Please move these two apparmor rules to the definition of pulseaudioConnectedPlugAppArmorDesktop that starts at line 36 to complete what I suggested (sorry if that wasn't clear before).

Once done, LGTM and +1.

[jdstrand]

The security policy looks fine now. Thanks!

Assuming that the checks pass and Jim is happy with his testing, +1

[jhodapp]

This is ready for final review by @zyga.

[zyga]

Thank you for contributing this improvement. I'm sorry I took forever to review it. LGTM

[zyga]

Hmm, the spread test failure looks genuine. Let me have a look

[jhodapp]

@zyga any update on why the spread test failure is happening? I did not get any test failures when running the local check.

[morphis]

Need to support interfaces.MountSecurity too now.

[morphis]

Need to support interfaces.MountSecurity too now.

[morphis]

Need to support interfaces.MountSecurity too now.

[morphis]

Need to support interfaces.MountSecurity too now.

[morphis]

Please check for interfaces.MountSecurity as well.

[morphis]

Please check for interfaces.MountSecurity as well.

[morphis]

@jhodapp The reason why the CI is failing is because the interface does not support the recently added MountSecurity subsystem. Its pretty clear in what it says:

error: cannot perform the following tasks:

• Setup snap "ubuntu-core" (122) security profiles (cannot setup mount for snap "ubuntu-core": cannot obtain mount security snippets for snap "ubuntu-core": unknown security system)
• Setup snap "ubuntu-core" (122) security profiles (cannot obtain mount security snippets for snap "ubuntu-core": unknown security system)

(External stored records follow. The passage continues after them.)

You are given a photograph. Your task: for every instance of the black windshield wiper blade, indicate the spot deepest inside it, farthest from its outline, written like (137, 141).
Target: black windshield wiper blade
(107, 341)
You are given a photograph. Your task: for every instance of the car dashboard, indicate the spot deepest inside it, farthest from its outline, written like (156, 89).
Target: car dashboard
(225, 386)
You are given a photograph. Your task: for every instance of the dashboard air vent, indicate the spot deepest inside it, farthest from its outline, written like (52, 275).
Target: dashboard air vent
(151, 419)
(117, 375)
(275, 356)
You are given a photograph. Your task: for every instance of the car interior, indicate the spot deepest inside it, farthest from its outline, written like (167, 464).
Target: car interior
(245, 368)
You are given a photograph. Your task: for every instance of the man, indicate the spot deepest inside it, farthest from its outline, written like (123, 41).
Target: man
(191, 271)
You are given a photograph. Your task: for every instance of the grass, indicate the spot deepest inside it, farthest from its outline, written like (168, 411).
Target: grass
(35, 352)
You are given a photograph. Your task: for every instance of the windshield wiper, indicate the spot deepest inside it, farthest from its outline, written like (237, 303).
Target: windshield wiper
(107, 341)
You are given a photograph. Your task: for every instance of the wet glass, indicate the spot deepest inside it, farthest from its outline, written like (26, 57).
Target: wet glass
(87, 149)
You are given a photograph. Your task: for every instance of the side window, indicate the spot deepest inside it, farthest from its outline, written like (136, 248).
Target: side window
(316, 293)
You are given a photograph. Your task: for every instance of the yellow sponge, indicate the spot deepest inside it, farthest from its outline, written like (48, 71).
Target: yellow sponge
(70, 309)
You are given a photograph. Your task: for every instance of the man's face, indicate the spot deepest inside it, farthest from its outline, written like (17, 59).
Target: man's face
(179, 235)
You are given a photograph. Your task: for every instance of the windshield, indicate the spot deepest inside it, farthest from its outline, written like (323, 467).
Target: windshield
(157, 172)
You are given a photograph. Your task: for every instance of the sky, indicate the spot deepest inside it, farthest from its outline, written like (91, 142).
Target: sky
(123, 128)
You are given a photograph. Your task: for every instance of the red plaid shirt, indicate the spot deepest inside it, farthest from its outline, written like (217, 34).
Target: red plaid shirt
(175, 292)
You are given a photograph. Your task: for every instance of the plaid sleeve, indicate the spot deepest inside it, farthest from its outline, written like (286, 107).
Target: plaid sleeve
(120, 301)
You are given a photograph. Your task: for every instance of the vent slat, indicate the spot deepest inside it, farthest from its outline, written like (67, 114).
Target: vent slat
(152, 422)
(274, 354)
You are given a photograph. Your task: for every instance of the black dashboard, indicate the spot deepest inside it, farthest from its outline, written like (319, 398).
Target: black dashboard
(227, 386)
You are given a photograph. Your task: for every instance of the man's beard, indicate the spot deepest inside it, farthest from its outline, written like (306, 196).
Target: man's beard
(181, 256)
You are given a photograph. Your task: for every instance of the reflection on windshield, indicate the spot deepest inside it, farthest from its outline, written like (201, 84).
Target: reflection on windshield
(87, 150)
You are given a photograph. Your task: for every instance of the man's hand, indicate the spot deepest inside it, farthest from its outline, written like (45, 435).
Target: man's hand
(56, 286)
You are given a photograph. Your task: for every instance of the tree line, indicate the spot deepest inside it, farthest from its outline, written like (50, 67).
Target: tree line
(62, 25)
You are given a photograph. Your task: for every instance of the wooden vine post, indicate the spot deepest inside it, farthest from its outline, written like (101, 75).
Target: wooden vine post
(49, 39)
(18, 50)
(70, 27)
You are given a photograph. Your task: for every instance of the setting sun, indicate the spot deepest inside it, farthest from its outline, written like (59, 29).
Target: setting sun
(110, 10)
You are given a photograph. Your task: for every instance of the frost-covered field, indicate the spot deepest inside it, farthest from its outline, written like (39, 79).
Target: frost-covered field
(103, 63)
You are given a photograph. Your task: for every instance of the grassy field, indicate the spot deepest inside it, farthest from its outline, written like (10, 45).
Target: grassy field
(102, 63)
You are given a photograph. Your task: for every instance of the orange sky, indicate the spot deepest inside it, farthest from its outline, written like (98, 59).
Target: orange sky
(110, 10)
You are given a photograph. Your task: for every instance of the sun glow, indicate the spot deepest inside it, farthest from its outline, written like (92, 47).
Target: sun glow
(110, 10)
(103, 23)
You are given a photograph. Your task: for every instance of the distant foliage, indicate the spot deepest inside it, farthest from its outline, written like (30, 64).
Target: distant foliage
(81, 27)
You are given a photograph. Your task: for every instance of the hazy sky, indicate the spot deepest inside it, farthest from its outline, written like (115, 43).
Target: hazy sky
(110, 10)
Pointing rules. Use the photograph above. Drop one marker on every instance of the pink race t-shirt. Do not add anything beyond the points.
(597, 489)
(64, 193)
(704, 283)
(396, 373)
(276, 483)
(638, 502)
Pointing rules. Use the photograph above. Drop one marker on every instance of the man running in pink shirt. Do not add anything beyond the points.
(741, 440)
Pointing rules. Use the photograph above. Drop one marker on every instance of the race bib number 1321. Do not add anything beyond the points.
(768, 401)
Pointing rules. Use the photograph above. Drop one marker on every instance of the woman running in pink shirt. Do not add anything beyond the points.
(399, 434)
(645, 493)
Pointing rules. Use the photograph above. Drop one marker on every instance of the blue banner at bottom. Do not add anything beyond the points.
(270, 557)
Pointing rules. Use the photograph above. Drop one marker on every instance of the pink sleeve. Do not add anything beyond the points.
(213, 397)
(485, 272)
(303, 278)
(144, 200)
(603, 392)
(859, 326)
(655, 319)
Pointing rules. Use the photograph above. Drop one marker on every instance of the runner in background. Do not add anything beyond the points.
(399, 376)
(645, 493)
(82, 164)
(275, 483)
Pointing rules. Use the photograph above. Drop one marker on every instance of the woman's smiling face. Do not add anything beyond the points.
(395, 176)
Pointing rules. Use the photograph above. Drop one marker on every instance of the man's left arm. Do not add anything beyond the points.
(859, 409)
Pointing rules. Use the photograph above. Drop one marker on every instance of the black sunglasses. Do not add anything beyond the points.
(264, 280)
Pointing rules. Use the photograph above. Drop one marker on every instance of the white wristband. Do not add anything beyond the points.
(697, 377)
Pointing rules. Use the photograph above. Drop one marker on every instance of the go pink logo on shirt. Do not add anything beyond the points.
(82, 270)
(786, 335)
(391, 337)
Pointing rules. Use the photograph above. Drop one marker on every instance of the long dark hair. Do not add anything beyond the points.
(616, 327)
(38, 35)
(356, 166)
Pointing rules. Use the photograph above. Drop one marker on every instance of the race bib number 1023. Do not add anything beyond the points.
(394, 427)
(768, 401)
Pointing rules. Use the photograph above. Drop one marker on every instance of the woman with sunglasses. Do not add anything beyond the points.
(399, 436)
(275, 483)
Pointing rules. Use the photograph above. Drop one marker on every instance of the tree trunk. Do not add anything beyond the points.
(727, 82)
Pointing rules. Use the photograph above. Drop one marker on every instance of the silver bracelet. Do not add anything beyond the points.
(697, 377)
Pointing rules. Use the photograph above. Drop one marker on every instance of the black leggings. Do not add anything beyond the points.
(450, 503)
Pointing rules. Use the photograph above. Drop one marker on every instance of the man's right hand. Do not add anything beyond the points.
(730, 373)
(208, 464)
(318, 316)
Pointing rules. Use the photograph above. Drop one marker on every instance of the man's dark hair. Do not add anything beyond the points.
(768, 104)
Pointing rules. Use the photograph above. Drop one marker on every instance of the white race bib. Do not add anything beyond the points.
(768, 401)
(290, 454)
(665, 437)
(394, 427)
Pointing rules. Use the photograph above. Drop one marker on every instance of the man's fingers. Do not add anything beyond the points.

I've added a comment at the different places where you need to add interfaces.MountSecurity.

@jhodapp Also are you sure you executed the spread tests locally? If you just run run-checks it will not execute them by default unless you specify --spread

[jhodapp]

@morphis Are you sure that's what is required, or perhaps named something else? I see this both locally and while running with Travis here: "interfaces/builtin/pulseaudio.go:123: undefined: interfaces.MountSecurity"

[morphis]

@zyga Can you have a final look and merge this?

[jhodapp]

@niemeyer just a reminder to take a look at this PR today if you can, approve if happy and merge.